This project uses a convolutional neural network to perform real time detection of the filler word "Uhm" and triggers an arduino piezo buzzer to give real time feedback. In some limited tests I was able to reduce the amount of "uhm"s per minute of speaking when given this buzzer feedback. Demo video here
You'll need an arduino attached via serial and a piezo buzzer. In buzzer.ino change your digital pin to one your piezo is hooked up to. In the driver.py code the port is set to COM8 which will need to change based on your configuration.

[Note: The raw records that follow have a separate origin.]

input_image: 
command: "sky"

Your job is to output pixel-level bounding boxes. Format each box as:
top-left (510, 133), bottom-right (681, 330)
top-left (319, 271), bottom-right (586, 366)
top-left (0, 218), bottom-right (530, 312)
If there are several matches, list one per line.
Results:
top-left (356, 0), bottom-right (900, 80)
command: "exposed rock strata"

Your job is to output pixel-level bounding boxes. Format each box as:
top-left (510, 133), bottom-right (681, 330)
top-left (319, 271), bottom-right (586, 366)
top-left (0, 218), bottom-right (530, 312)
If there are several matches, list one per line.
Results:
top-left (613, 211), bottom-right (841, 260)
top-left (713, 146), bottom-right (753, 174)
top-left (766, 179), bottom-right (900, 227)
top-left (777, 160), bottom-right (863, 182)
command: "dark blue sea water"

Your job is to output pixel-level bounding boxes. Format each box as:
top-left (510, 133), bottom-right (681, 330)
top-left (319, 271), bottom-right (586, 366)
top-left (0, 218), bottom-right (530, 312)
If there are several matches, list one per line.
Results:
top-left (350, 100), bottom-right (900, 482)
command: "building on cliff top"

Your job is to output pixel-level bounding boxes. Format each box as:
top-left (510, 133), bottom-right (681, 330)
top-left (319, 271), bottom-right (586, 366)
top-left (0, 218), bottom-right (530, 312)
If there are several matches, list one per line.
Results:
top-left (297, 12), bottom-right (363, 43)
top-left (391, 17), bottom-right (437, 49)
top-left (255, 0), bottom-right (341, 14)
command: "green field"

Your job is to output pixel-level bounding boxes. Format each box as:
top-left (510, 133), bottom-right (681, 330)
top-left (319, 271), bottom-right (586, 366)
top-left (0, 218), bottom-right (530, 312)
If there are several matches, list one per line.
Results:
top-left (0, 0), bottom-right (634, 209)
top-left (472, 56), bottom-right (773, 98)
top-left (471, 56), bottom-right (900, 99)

If you don't have an arduino attached you can just set the variable "ARDUINO_ENABLED" in driver.py to False
Optionally you can also configure the following variables to in driver.py
# only output detection if prediction exceeds confidence threshold
CONFIDENCE_THRESHOLD = .95
# min time between detections
TIME_THRESHOLD = 1
Start the arduino code in buzzer.ino
run python driver.py
If you say "uhm" you should recieve a terminal output with the confidence which will trigger the piezo buzzer:
Uhm detected! Confidence: 0.9995760321617126
In some very limited tests I did on myself it reduced the amount of "umms" I said per minute of speaking from 5.4 (yikes!) to 3.4 (still yikes!).
I'd like to make this a full wearable using the nano ble sense 33. This would allow for speech coaching in more natural environments i.e. casually talking to friends
Augmentation of the "uhm" dataset needs to be performed - there are a bit of false positives around words like "the"
I'll be uploading more details as an end-to-end tutorial soon!